You won't get much done yourself with 1K to spend, and it does take a learning curve and a lot of time to do it with a CSM!

Save your strength and stress for the rest of the house.

Rob


----------



## testlight (Sep 6, 2008)

Yeah I did the Alaska saw mill thing. Never again. Its expensive, slow and with a 3/8 chain you loose too much in the cut. Try to find someone with a Lucas mill or simular to do the job for you. Sell some wood as lumber, timbers or firewood if you want to try to offset costs.


----------



## excess650 (Sep 6, 2008)

If you already have a BIG chainsaw(at least 70cc), the cost of an Alaskan mill isn't too bad. Click on the Bailey's link above and check them out. You'll lose 6" of bar length because of the mill and how it clamps, but it is portable, and capable of milling the trees where they fall. You will still need a way to move the beams or boards, and beams are lighter than logs, but still heavy.
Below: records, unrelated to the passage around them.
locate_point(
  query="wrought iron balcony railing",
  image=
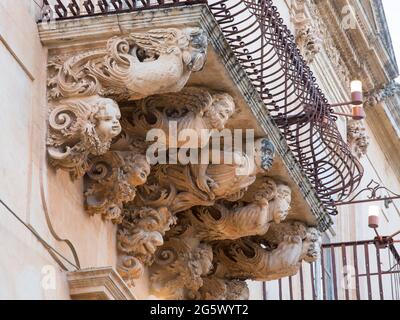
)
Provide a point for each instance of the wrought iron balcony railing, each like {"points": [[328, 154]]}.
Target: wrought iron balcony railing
{"points": [[266, 50]]}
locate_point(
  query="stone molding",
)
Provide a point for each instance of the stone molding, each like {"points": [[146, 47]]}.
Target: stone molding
{"points": [[98, 284]]}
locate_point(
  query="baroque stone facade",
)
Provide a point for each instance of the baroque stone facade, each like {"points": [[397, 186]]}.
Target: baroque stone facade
{"points": [[190, 224]]}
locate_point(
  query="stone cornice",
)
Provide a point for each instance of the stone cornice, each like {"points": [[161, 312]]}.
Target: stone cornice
{"points": [[70, 33], [98, 284]]}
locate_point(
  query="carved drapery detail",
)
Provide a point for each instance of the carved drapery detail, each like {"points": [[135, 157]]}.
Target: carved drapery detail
{"points": [[357, 138], [130, 67]]}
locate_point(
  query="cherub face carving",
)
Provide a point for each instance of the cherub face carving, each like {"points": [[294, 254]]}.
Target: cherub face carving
{"points": [[108, 117], [220, 111], [282, 203], [264, 154]]}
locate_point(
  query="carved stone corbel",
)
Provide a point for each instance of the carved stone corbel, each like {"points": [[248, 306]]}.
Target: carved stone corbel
{"points": [[179, 267], [276, 255], [141, 232], [222, 289], [193, 110], [79, 128], [308, 34], [131, 67], [112, 181], [357, 138]]}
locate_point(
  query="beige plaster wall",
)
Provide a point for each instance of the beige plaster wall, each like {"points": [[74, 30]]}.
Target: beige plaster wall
{"points": [[24, 262]]}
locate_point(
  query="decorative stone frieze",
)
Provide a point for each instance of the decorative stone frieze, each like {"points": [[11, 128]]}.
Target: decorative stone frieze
{"points": [[193, 110], [98, 284], [179, 267], [130, 67], [276, 255], [222, 289], [138, 237], [308, 35], [79, 128], [230, 221], [357, 138], [112, 181], [83, 119]]}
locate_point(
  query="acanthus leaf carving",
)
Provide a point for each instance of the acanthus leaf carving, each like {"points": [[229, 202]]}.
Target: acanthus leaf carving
{"points": [[79, 128], [112, 182], [131, 67]]}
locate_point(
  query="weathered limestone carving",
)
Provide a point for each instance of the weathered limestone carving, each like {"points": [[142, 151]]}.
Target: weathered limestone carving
{"points": [[193, 108], [79, 128], [113, 179], [267, 204], [131, 67], [379, 95], [221, 289], [179, 267], [138, 237], [276, 255], [357, 138], [181, 187], [308, 34]]}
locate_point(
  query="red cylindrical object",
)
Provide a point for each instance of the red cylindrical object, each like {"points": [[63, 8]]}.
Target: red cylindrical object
{"points": [[357, 97], [373, 222], [358, 112]]}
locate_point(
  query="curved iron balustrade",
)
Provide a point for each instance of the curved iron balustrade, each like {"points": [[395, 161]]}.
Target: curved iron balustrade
{"points": [[267, 51]]}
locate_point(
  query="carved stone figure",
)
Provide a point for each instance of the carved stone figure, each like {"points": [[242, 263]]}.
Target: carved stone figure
{"points": [[179, 267], [79, 128], [221, 289], [131, 67], [230, 222], [113, 179], [193, 110], [183, 187], [138, 237], [357, 138], [270, 257]]}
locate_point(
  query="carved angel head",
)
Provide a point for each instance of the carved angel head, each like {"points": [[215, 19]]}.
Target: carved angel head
{"points": [[281, 203], [79, 127]]}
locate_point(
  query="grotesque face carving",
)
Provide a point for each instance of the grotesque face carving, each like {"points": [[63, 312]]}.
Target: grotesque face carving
{"points": [[282, 203], [138, 170], [264, 154], [108, 117], [196, 54], [220, 111]]}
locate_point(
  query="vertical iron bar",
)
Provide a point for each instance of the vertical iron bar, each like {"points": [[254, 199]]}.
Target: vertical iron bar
{"points": [[378, 261], [301, 282], [312, 280], [334, 272], [368, 272], [357, 272], [323, 273], [344, 260]]}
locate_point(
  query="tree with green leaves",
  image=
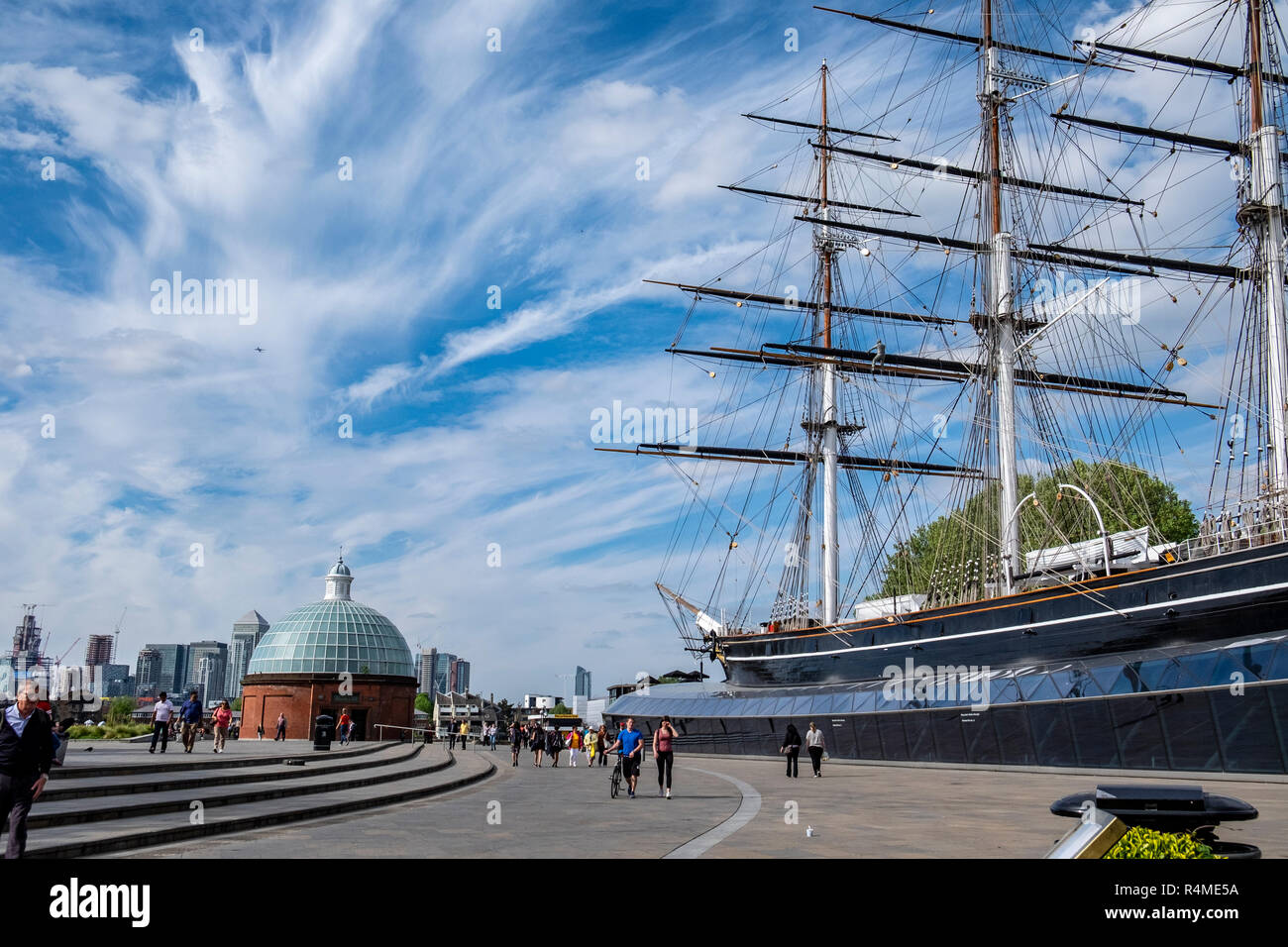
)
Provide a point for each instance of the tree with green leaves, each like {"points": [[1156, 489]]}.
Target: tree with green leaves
{"points": [[1127, 499]]}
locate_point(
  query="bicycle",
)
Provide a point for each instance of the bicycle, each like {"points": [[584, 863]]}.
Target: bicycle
{"points": [[618, 776], [614, 783]]}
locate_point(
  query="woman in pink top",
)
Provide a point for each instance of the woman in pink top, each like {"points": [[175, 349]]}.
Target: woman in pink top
{"points": [[223, 716], [662, 753]]}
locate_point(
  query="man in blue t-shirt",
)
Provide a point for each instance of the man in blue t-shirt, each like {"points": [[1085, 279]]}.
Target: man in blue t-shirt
{"points": [[189, 715], [631, 744]]}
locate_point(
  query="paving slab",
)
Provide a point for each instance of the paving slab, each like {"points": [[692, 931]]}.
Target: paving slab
{"points": [[855, 812]]}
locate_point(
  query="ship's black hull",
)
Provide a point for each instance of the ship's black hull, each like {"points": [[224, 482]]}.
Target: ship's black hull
{"points": [[1212, 598]]}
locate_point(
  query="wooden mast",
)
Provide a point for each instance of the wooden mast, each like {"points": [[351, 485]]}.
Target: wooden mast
{"points": [[827, 371]]}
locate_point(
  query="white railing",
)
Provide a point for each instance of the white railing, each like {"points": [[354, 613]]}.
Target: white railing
{"points": [[1243, 526]]}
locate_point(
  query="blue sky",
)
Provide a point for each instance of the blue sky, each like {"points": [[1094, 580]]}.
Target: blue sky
{"points": [[472, 169]]}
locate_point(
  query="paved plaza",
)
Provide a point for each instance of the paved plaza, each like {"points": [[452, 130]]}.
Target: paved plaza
{"points": [[724, 806]]}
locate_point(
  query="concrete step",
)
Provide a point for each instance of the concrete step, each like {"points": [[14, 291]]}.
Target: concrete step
{"points": [[121, 761], [90, 788], [133, 831], [112, 808]]}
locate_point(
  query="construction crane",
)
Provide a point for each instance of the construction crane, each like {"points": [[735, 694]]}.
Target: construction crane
{"points": [[67, 652], [116, 635]]}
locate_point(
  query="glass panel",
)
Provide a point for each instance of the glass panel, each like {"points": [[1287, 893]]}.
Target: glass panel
{"points": [[1190, 732], [1051, 736], [949, 745], [1038, 686], [1004, 690], [1244, 723], [1278, 665], [1093, 733], [980, 737], [1115, 680], [1012, 725], [1140, 732], [1196, 669], [894, 744], [921, 742]]}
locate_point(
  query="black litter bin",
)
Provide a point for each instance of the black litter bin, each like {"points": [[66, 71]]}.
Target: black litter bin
{"points": [[323, 731], [1170, 809]]}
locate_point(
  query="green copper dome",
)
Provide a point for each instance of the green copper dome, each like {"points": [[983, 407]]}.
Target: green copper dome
{"points": [[334, 635]]}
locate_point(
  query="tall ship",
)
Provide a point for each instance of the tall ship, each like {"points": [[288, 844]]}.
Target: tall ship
{"points": [[1013, 272]]}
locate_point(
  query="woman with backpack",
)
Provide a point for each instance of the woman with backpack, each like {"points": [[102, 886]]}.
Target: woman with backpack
{"points": [[793, 748], [537, 741], [515, 744], [664, 754]]}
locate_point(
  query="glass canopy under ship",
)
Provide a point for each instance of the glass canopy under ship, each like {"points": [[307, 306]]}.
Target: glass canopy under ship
{"points": [[1219, 707], [334, 635]]}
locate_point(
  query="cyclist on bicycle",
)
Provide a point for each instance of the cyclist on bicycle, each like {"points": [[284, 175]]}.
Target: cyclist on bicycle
{"points": [[631, 744]]}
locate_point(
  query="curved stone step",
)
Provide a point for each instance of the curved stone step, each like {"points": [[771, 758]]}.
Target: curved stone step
{"points": [[101, 838], [75, 770], [75, 812], [78, 788]]}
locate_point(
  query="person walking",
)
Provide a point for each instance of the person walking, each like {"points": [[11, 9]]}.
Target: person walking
{"points": [[664, 753], [189, 716], [161, 711], [223, 716], [814, 741], [515, 744], [26, 755], [793, 748], [630, 741]]}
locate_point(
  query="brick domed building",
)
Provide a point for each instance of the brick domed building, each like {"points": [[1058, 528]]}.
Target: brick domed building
{"points": [[326, 657]]}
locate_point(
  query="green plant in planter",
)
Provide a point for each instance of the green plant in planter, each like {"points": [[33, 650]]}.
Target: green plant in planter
{"points": [[1145, 843]]}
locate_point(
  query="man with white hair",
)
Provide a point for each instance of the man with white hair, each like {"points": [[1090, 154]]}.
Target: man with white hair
{"points": [[26, 755]]}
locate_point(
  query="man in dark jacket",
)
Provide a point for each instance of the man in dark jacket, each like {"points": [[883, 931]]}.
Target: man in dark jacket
{"points": [[26, 754]]}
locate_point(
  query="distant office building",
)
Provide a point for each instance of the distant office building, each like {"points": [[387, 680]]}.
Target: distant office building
{"points": [[147, 673], [117, 681], [425, 672], [98, 652], [207, 669], [442, 664], [248, 633], [460, 676], [174, 667]]}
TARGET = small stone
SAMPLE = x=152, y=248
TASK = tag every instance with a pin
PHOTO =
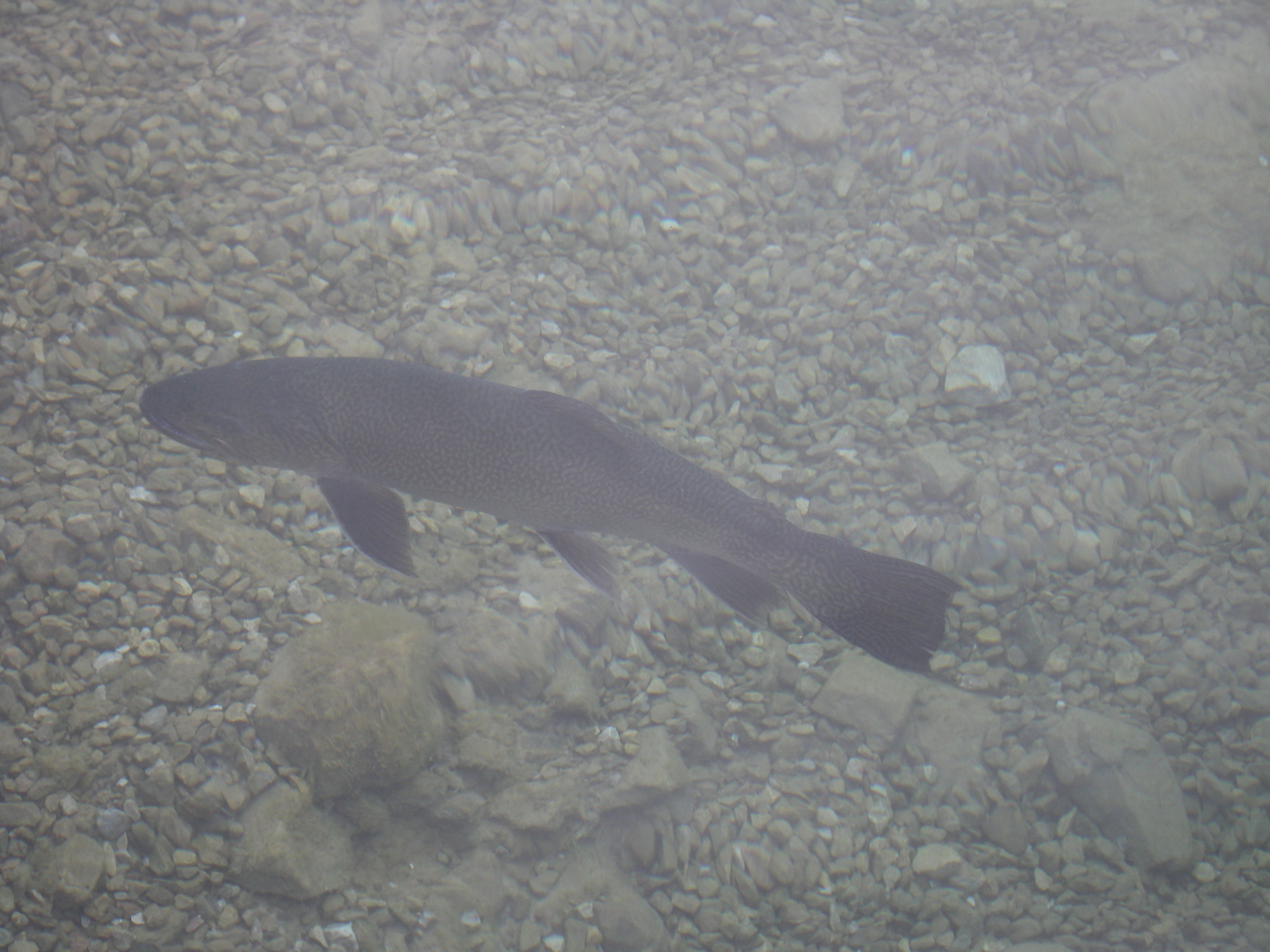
x=939, y=471
x=253, y=494
x=936, y=860
x=812, y=113
x=350, y=342
x=1204, y=872
x=182, y=676
x=807, y=653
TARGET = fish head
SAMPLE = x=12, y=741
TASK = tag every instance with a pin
x=246, y=413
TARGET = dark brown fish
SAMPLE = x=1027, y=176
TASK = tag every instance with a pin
x=365, y=428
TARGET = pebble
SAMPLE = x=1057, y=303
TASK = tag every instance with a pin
x=977, y=376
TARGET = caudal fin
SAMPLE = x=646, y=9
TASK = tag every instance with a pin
x=889, y=607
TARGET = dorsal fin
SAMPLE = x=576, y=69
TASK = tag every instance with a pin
x=586, y=423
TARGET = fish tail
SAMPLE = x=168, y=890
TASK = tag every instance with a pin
x=889, y=607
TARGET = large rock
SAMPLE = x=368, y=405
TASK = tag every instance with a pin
x=291, y=848
x=950, y=728
x=1211, y=466
x=72, y=871
x=352, y=702
x=1121, y=779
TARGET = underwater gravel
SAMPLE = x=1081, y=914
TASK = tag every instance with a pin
x=850, y=257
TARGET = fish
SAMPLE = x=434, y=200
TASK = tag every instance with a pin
x=369, y=429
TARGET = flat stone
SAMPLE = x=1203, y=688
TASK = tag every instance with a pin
x=936, y=860
x=291, y=848
x=939, y=471
x=870, y=696
x=1211, y=466
x=181, y=677
x=1006, y=827
x=976, y=376
x=1121, y=777
x=42, y=554
x=72, y=871
x=812, y=113
x=19, y=814
x=351, y=342
x=657, y=770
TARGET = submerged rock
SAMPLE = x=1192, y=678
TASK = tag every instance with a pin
x=290, y=847
x=977, y=376
x=352, y=704
x=1121, y=779
x=870, y=696
x=70, y=872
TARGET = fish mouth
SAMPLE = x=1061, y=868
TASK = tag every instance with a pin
x=209, y=445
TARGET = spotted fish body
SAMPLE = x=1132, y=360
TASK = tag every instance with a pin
x=369, y=428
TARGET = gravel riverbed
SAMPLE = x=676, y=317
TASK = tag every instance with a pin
x=985, y=287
Once you get the knack of setting up, subsequent cuts are quicker, but still relatively slow for long, wide boards or beams. A log will yield a square beam 70% of its diameter.

I used aluminum angle for supporting straight 2x4s as my guide. Box tubing will also work, and Granberg makes and sells their own rails, but adds expense. Some guys use sections of aluminum ladder.

There are other, less expensive options like the Haddon Lumber Maker, Beam Machine, and clones that simply clamp or bolt onto the bar, but I can't confirm how well they work. These will work with a smaller saw, and should cut quicker with the bar angled cutting "noodles" versus perpendicular with the grain as in milling. These use a 2x4 or 2x6 as a guide.

My first attempt with an Alaskan mill resulted in a 10.5"x10.5"x9'9" hemlock beam that is straight and square. It was for a friend who also wants to build a timber frame, and is drying in his garage.


----------



## Rookie1 (Sep 6, 2008)

Just had to say Hi cause your thread has my handle in it.


----------



## Mad Professor (Sep 6, 2008)

Use straight knot frees tree and avoid leaners with stress in the wood. Box the heart of the log to make beams (on BOTH ends). Use the best logs for the horizontal beams/plates, the posts can be lower grade. 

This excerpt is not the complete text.